Cody didn’t look up. “You talk all the time about your god and how he loves us,” he said, pushing a big lump of dirt in. “If he really loves us, why did he let Sondra get killed? Why not me instead?”
Patterson paused for a moment. “I’m just a man, Cody,” he said at last. “I don’t know His plan, or how this all fits into it. But I do know He loves us, enough to let us go our own ways and even mess up His plans from time to time. And he even loved the men who came at us, even if they’d been led astray by false teaching.”
Cody pushed his shovel into the dirt, then stopped and looked at Patterson for the first time. “Huh. Those last two, talking to each other… they said the same thing. ‘False teaching. Led astray’.”

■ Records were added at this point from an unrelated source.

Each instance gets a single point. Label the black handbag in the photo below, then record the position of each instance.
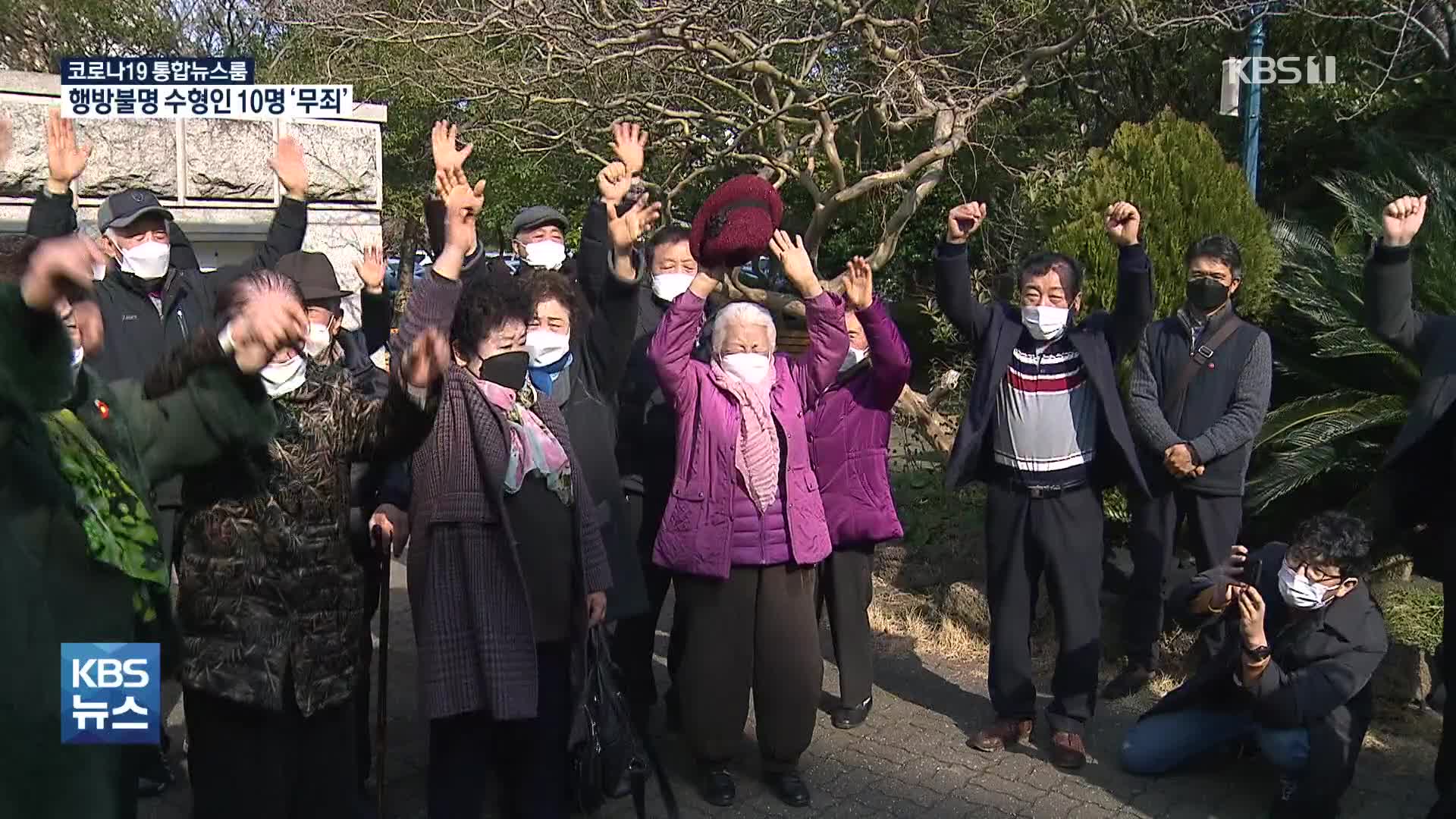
(612, 760)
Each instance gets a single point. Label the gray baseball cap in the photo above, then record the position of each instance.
(126, 207)
(536, 216)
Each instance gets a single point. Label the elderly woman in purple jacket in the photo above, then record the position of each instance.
(745, 526)
(849, 444)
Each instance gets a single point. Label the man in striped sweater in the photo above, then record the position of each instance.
(1044, 428)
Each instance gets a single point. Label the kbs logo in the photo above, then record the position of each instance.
(111, 694)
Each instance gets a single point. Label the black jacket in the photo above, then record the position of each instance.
(1320, 675)
(1416, 483)
(137, 335)
(993, 331)
(585, 392)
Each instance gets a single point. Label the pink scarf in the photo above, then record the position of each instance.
(756, 453)
(533, 447)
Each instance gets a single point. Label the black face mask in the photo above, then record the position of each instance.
(1207, 293)
(507, 369)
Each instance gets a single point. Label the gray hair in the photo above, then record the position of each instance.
(746, 312)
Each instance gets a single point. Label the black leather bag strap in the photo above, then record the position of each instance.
(1197, 362)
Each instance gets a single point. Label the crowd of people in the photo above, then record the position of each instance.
(558, 444)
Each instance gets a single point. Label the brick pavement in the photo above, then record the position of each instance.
(909, 760)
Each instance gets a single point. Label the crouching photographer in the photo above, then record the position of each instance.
(1302, 639)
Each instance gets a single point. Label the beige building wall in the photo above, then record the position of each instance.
(212, 174)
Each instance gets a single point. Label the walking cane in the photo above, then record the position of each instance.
(382, 710)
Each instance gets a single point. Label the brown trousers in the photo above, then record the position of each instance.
(756, 630)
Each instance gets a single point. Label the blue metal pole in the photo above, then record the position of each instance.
(1253, 95)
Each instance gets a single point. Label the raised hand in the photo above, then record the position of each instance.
(372, 270)
(290, 168)
(58, 270)
(1178, 461)
(463, 206)
(629, 226)
(859, 284)
(1402, 221)
(615, 181)
(443, 148)
(965, 221)
(394, 525)
(629, 143)
(63, 156)
(797, 265)
(1251, 617)
(427, 360)
(270, 322)
(1122, 223)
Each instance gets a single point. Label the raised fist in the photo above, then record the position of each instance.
(1122, 223)
(1402, 221)
(965, 221)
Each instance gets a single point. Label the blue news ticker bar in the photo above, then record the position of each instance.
(156, 71)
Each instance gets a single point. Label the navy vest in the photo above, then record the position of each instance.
(1206, 401)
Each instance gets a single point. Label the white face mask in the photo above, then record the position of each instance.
(147, 260)
(77, 356)
(1301, 592)
(669, 286)
(548, 254)
(281, 379)
(318, 341)
(750, 368)
(546, 347)
(1044, 322)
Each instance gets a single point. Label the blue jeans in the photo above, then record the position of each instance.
(1164, 742)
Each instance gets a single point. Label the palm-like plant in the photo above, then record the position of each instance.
(1341, 392)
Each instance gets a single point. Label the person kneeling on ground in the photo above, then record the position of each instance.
(1304, 697)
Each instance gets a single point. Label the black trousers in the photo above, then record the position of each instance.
(248, 763)
(846, 585)
(756, 630)
(1213, 528)
(363, 700)
(529, 757)
(635, 639)
(1062, 538)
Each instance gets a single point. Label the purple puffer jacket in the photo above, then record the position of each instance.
(696, 531)
(849, 438)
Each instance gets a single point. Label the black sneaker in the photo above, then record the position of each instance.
(1133, 679)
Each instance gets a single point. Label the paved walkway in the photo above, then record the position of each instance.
(909, 760)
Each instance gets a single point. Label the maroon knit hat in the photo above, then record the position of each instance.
(736, 223)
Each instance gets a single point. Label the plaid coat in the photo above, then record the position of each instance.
(476, 648)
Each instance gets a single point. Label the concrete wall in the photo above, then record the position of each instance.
(212, 174)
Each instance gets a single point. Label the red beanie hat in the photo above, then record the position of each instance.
(736, 223)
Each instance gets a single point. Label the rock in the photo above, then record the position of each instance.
(1404, 676)
(24, 171)
(228, 159)
(967, 605)
(343, 161)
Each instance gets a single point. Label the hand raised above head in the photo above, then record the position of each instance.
(859, 283)
(1123, 223)
(1402, 221)
(799, 268)
(629, 143)
(963, 221)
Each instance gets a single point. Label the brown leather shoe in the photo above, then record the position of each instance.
(999, 735)
(1068, 751)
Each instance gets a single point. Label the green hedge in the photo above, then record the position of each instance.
(1175, 174)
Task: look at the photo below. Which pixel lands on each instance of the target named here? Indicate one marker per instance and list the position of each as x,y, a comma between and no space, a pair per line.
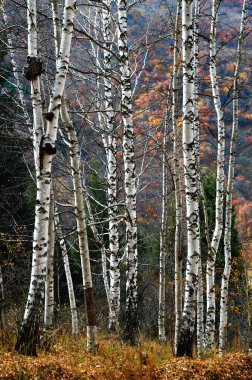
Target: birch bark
92,341
200,290
111,175
72,302
44,149
220,177
49,280
131,325
229,193
177,181
191,184
163,236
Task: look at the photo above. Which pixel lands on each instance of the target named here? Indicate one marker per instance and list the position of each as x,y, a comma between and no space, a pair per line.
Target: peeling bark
177,182
185,341
229,193
131,326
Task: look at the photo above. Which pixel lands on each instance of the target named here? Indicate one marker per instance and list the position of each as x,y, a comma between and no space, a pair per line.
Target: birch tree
177,180
44,149
200,289
70,288
49,279
79,205
163,236
229,192
111,151
220,177
131,325
191,184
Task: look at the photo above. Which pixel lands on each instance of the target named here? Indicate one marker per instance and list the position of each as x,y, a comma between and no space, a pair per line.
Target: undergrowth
68,359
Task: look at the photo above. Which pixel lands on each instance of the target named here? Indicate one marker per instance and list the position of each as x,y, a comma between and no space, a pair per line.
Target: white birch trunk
111,175
131,326
191,184
16,76
99,241
220,177
44,149
177,182
49,280
1,302
28,334
163,237
229,194
92,341
200,290
72,302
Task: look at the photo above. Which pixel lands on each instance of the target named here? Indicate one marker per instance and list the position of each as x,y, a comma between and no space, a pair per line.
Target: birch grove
191,185
220,177
133,207
131,325
177,181
44,138
229,191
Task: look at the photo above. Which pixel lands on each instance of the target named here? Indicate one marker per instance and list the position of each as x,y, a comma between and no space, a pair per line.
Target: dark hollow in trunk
131,328
28,336
91,316
185,344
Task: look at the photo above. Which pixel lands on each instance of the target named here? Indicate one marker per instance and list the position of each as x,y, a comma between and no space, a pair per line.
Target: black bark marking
33,69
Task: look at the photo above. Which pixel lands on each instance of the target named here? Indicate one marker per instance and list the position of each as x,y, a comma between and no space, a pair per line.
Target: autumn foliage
69,360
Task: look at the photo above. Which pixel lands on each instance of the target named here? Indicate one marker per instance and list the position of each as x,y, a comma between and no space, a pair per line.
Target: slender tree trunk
163,237
177,182
100,242
185,342
28,334
1,304
72,302
92,342
229,194
44,149
49,280
131,325
111,175
210,271
200,291
16,75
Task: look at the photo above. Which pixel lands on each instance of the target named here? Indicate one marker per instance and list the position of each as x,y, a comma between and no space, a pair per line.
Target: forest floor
68,359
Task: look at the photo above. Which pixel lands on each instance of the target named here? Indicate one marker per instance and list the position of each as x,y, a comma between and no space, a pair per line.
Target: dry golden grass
68,359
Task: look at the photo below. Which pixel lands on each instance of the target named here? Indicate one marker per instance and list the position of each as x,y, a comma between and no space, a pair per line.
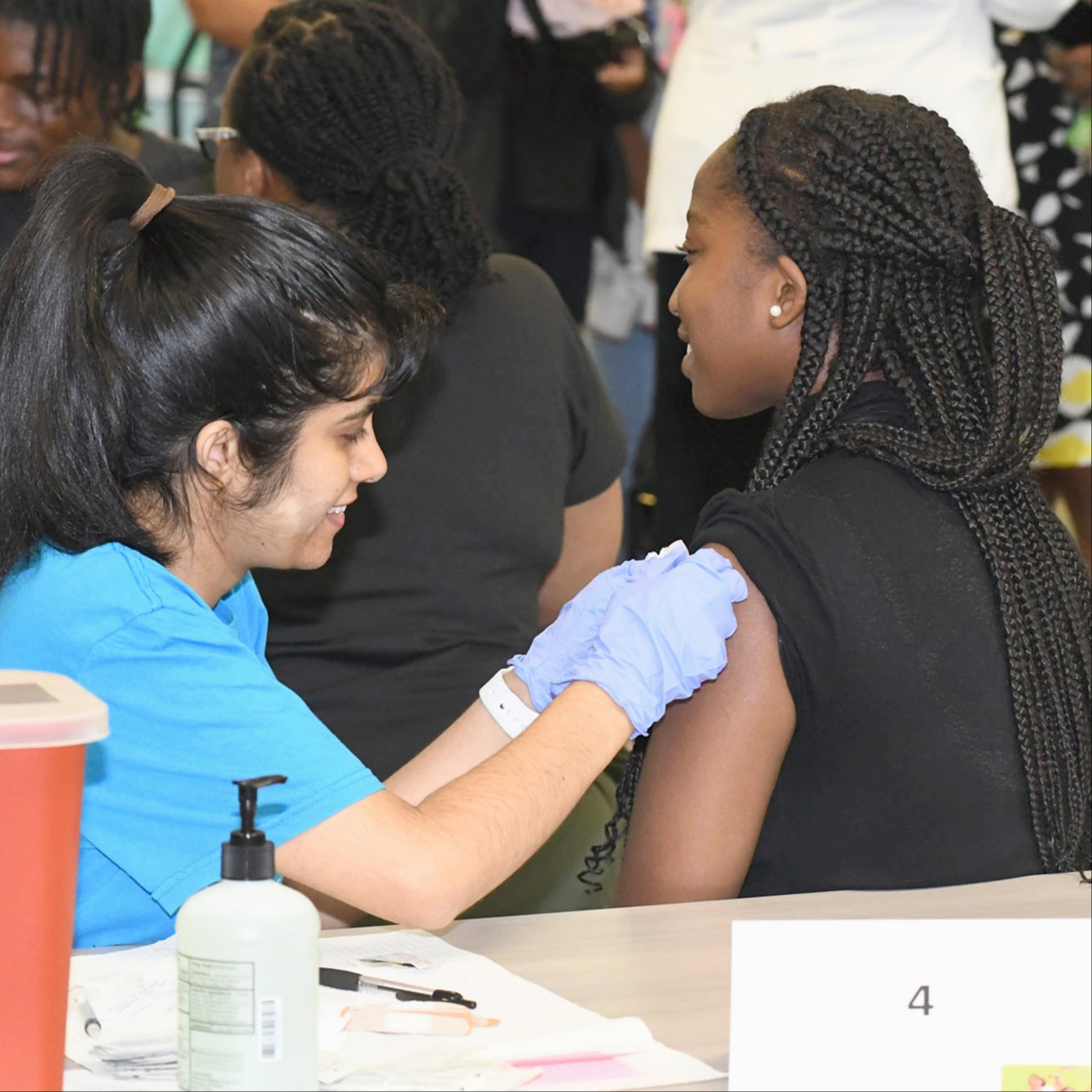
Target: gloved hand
660,639
547,665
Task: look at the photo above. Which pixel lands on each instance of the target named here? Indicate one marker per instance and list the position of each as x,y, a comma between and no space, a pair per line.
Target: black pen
349,980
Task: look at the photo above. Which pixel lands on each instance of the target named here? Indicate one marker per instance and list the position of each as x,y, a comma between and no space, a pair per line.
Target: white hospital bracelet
505,707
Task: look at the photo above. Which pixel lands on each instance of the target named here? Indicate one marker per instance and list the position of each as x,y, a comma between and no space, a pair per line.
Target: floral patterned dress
1055,195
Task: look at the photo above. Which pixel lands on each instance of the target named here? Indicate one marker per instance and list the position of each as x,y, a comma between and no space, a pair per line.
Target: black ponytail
117,346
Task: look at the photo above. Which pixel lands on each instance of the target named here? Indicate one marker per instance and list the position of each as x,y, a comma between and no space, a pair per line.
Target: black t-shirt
903,770
435,577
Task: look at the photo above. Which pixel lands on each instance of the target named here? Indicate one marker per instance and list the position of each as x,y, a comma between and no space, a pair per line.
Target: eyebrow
361,414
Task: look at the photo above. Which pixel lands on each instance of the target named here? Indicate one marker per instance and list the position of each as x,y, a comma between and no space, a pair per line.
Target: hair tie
154,204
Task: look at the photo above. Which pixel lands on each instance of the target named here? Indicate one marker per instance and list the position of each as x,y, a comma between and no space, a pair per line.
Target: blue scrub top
192,705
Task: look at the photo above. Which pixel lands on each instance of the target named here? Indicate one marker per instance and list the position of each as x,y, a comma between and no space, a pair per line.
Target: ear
217,450
791,293
250,172
274,186
134,80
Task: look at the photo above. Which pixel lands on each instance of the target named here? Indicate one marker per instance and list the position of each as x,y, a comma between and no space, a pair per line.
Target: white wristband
505,707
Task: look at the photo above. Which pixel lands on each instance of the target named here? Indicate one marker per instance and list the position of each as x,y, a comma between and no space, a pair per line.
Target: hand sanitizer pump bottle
248,972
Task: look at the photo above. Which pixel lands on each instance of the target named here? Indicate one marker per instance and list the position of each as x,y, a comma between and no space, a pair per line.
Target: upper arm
708,772
230,23
590,544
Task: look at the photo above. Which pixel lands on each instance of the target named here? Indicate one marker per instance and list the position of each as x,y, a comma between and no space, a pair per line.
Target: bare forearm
423,865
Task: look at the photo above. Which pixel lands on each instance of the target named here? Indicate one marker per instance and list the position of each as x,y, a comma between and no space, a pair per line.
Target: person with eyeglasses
71,70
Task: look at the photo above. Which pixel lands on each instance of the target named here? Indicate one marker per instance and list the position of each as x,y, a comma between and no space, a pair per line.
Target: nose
673,304
369,463
9,107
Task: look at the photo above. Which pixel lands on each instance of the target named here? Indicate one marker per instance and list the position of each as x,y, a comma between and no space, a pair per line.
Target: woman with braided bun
908,702
502,497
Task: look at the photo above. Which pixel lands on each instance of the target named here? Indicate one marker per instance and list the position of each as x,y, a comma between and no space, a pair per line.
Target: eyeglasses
210,137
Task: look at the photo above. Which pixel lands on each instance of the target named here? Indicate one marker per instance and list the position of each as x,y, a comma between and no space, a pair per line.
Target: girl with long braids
908,702
188,393
502,497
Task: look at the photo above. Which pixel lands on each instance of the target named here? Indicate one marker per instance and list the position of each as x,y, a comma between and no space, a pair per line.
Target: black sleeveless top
903,770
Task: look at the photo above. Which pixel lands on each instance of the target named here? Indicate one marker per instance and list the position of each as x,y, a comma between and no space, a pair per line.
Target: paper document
524,1037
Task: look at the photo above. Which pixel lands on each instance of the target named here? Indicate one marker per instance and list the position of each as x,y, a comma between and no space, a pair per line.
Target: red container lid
41,708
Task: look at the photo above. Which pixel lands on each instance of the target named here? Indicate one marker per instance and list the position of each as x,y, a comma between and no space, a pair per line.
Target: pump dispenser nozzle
248,855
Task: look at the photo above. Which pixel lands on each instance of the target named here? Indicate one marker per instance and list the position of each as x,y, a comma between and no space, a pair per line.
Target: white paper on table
542,1041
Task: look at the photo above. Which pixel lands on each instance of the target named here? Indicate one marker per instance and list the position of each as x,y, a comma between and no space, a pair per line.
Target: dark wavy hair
118,346
954,300
356,109
89,42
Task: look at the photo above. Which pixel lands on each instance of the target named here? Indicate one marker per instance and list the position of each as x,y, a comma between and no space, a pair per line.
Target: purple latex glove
660,639
547,666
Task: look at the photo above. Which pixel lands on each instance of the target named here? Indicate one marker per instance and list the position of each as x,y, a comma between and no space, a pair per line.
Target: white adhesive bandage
503,705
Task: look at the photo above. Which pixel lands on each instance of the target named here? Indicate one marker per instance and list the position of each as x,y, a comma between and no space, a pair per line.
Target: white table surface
669,964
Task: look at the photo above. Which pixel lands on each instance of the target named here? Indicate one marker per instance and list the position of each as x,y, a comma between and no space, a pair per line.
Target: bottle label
223,1028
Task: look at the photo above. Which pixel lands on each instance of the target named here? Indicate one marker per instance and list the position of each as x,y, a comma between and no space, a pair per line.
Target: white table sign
961,1005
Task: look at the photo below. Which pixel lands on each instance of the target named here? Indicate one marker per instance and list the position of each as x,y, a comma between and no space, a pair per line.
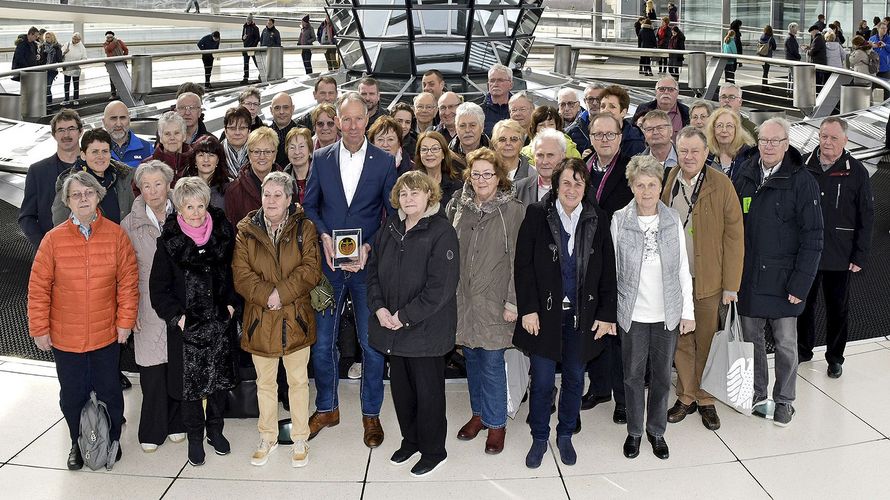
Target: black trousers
81,373
161,414
195,419
418,394
208,67
835,286
606,371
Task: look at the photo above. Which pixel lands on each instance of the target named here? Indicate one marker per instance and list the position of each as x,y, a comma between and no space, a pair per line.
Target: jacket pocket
772,276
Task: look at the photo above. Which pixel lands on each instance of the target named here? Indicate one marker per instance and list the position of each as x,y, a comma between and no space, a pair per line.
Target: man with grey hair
496,103
579,129
569,105
783,246
549,148
731,97
469,120
847,213
126,147
336,200
190,107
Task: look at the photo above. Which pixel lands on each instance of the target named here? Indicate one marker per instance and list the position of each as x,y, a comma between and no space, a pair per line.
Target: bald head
116,121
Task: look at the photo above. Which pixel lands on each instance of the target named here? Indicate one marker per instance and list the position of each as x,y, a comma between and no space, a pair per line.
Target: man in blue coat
35,215
783,245
349,188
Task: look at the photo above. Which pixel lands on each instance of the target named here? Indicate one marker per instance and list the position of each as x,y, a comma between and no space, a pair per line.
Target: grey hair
153,167
84,179
282,179
351,96
644,165
190,187
171,118
500,67
776,121
701,103
470,108
550,133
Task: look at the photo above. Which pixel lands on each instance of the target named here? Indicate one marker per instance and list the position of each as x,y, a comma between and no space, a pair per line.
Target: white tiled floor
837,446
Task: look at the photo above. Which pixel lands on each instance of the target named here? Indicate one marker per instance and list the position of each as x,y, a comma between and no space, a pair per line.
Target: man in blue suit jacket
349,188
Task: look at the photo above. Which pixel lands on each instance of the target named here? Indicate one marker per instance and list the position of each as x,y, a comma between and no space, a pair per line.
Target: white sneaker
300,454
261,455
178,437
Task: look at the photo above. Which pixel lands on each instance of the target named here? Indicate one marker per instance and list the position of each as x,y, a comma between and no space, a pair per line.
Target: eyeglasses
80,195
67,130
604,136
484,175
657,128
188,109
771,142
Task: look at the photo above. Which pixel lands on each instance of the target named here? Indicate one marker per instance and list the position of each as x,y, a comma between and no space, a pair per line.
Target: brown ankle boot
495,442
470,429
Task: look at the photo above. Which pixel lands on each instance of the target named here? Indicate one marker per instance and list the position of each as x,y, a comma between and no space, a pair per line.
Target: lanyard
678,187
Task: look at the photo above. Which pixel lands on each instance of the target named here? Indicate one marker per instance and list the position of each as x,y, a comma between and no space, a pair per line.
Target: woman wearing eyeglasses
486,217
243,194
434,159
729,143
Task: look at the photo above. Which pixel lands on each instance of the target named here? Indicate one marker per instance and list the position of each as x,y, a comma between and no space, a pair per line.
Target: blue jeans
487,381
543,376
326,357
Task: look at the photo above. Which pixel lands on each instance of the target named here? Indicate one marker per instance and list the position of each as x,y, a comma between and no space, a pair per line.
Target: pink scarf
201,234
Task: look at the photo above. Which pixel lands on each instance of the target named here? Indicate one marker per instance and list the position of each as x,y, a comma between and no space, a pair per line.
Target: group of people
608,246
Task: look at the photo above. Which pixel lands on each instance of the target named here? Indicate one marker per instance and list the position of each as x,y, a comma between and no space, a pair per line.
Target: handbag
729,372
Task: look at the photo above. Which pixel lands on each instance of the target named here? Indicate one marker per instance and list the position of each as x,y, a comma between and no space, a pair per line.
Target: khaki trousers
295,365
693,349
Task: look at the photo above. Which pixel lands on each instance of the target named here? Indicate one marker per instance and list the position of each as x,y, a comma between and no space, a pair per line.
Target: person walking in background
208,42
307,37
250,36
71,52
114,47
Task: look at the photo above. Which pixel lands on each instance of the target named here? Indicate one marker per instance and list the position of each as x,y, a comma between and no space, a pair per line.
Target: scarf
200,235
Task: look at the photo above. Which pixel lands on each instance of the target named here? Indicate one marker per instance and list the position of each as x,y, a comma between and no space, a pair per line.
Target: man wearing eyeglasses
578,130
126,147
282,123
714,237
783,246
35,214
496,103
325,92
656,126
731,97
190,108
667,93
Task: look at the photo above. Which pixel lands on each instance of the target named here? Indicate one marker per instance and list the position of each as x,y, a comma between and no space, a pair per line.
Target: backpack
874,62
94,441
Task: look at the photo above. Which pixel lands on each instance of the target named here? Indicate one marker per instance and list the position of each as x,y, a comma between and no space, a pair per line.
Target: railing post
33,90
274,64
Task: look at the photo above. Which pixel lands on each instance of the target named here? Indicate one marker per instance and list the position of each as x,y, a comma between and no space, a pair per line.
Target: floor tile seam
842,406
815,450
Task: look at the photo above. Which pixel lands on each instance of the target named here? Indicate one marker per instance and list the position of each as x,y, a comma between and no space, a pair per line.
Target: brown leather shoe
679,411
373,432
495,442
471,429
321,419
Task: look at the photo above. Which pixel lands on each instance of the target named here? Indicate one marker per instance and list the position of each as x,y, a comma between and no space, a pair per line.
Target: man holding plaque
345,197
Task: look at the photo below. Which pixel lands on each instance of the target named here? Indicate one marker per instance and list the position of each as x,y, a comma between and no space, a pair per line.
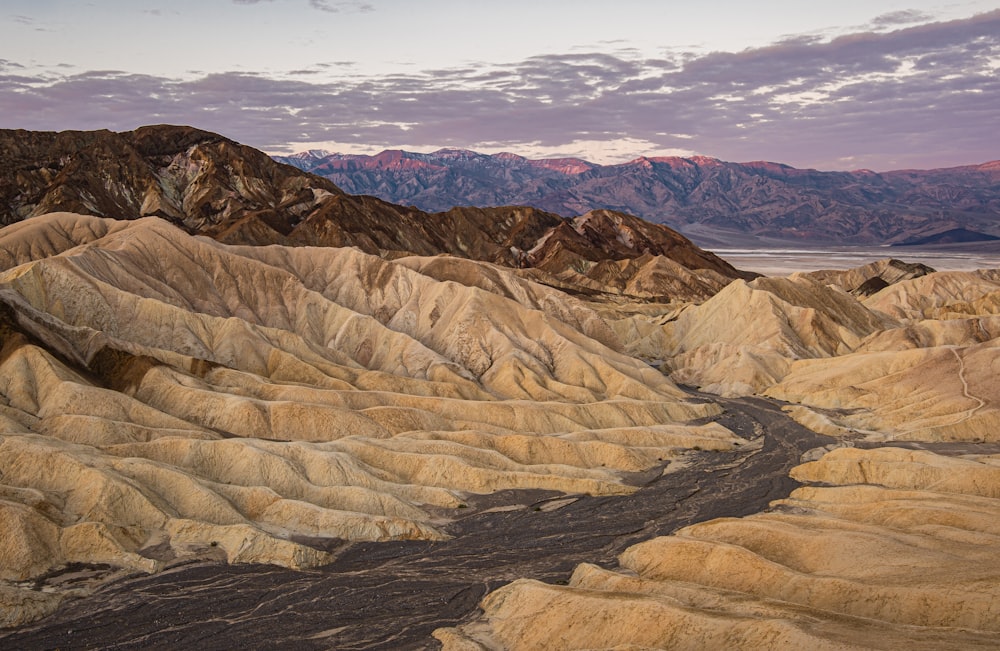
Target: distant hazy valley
240,406
715,202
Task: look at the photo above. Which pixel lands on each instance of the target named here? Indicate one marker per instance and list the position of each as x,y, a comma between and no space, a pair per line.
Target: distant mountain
213,186
701,196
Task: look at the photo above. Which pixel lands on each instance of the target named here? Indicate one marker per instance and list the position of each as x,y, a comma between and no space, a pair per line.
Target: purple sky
878,84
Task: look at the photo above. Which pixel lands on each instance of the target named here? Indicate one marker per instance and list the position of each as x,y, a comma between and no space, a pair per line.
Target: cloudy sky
879,84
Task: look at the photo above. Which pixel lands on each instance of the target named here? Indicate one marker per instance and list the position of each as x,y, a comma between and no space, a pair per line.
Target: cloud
920,96
341,7
904,17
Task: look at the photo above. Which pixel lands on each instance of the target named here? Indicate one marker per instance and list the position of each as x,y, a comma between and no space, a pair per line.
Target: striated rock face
698,195
164,396
889,549
213,186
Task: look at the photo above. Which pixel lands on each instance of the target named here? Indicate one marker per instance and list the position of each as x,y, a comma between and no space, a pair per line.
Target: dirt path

“Too bad — if they’d lived, perhaps they would have repented.”
“Nuh-uh. Next thing, they were planning to slip in and wipe us out. I heard ’em.” Cody give the preacher a defiant look.
“You’re right, of course. I knew of Carlton Worleigh — he’d written his name inside the cover of the Bible you brought me — and I knew he was still abroad in the land, before the Truckalypse. But his…” Patterson shook his head. “His margin notes were bad enough, but he had gone so far to strike through those passages that didn’t support his twisted beliefs. I don’t use the word desecration often, but I can’t think of a better word to describe what he did to that beautiful old book.”
“What are you gonna do with it?” Cody looked genuinely curious.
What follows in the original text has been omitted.